The motorbikes came slowly, almost hesitantly, up the hill towards them.
‘Hi, João, what happ—?’ Sean began, but the bikes continued through the gate.
He watched them as they stopped in the middle of the yard as though considering leaving their bikes there. Then they nudged one another, nodded to the open garage door and drove in.
‘Did you see João’s visor?’ Sean said. ‘It had a hole in it.’
Colin sighed heavily.
‘I’m not kidding!’ Sean said. ‘Right in the middle. I’ll go and see what really happened down on the quay.’
‘Hey, Sean...’
But Sean was off, ran across the yard and entered the garage. The twins had dismounted. Both stood with their backs to him, still wearing their helmets. One twin by the door leading straight from the garage into the club’s function room held the door ajar, as though not wanting to show himself but seeing what the party was like first. João, Sean’s best mate, stood by his bike. He had removed the magazine from his ugly-looking AK-47 and seemed to be counting how many bullets he had left. Sean patted him on the back. That must have been quite a shock because he spun round with a vengeance.
‘What happened to your visor, João? Stone chip, was it?’

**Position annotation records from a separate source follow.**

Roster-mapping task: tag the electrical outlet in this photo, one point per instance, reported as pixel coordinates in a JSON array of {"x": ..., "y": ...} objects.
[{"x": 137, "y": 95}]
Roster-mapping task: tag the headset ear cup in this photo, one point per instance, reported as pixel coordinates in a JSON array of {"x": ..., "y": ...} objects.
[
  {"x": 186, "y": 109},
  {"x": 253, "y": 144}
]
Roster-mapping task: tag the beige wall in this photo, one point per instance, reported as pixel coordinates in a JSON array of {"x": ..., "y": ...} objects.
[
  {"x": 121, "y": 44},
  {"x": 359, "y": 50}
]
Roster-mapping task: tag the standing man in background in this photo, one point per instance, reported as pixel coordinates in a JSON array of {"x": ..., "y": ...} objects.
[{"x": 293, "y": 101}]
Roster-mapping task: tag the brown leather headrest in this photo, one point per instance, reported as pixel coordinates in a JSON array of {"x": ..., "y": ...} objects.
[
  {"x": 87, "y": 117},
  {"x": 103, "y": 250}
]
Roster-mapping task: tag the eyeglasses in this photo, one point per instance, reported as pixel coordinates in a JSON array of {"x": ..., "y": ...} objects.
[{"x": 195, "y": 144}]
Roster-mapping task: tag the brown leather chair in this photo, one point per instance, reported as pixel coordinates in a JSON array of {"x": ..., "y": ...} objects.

João didn’t answer, just appeared to be busy inserting the magazine back into his AK-47. He was strangely clumsy. The other strange thing was that he seemed... taller. As though it wasn’t João standing there, but...
‘Fuck!’ Sean shouted, took a step back and reached for his belt. He had realised what the hole in the visor was and that he wasn’t going to see his best pal again. Sean pulled out his gun, released the safety catch and was about to point it at the man still struggling with the AK-47 when something struck him in the shoulder. He automatically swung the gun in the direction from which the blow had come. But there was no one there. Only the guy in the Norse Rider jacket standing over by the door. At that moment his hand seemed to wither and Sean dropped his gun to the floor.